Just call them “The Sams.”
Samantha Kasner and Samantha Amos are seniors and psychology majors. The energetic pair also spent the summer helping ensure a memorable first experience for incoming students at the University of Mary Washington.
As two of the five UMW orientation coordinators, Kasner and Amos worked with Melissa Jones, assistant dean of student involvement, to design programming and manage behind-the-scenes event planning during the university’s June and August orientation sessions that welcomed the largest class in the history of the university.
“It’s amazing to see the university effort behind orientation and how it all works,” said Kasner.
They both agree that orientation is a critical moment for incoming students.
“I still talk to my orientation leader from my freshman year,” said Amos.
And thanks to their hard work, UMW’s orientation was nothing short of an overwhelming success.
“The Sams have a reputation for being exceptionally organized and thoughtful,” said Jones. “Their ability to work collaboratively with one another and the other orientation coordinators really took the orientation experience to a new level.”
UMW welcomed more than 1,350 students to campus this August for a revamped first-year program that features seminars integrated with residential clustering, comprehensive advising and the university’s second-ever common book, The Immortal Life of Henrietta Lacks.
As part of their roles as orientation coordinators, Kasner and Amos will each work with a first-year seminar course as a peer mentor.
“The design of the living and learning communities show you that people are here for you right off the bat,” said Kasner, who will be working with Assistant Professor of Psychology Hilary Stebbins in the freshman seminar “The Science of Sleep: Sleep Deprivation and College Life.”

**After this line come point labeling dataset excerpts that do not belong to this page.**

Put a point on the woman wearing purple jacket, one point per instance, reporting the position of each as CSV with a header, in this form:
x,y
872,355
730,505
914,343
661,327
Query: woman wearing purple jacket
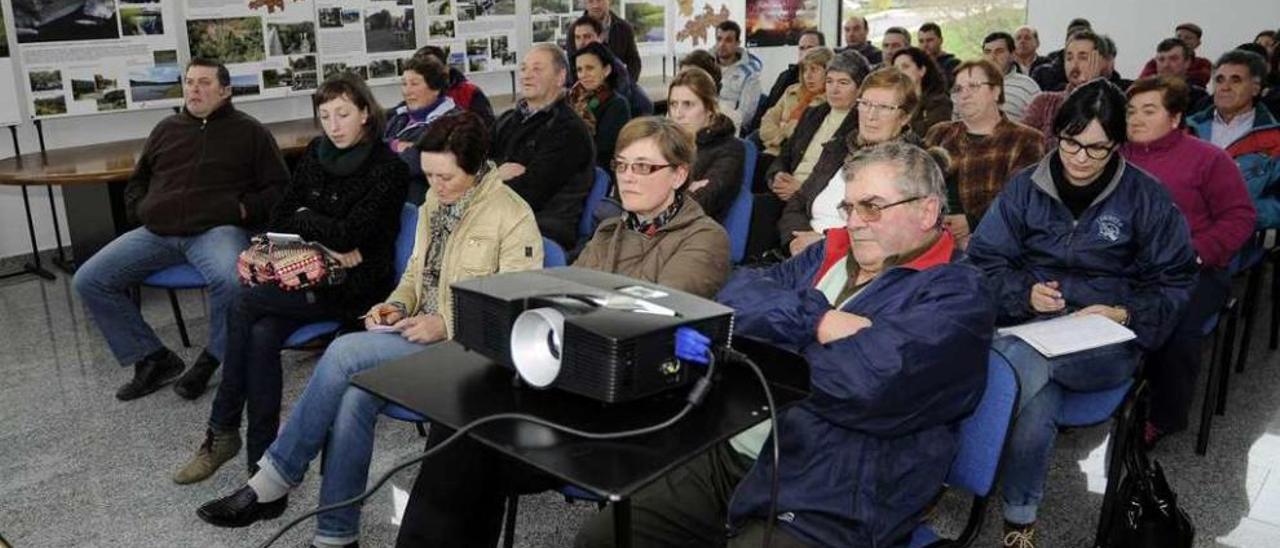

With the same name, you might think that working together would prove difficult for “The Sams.” Yet they have so much in common, it actually works.
The duo met during a first-year statistics course and have crossed paths ever since: working with orientation since their first year, studying abroad in Europe this past summer, taking on the same major and now, living together as senior year roommates.
“We do so much together,” said Amos, “that people starting calling us ‘The Sams’ and it just stuck.”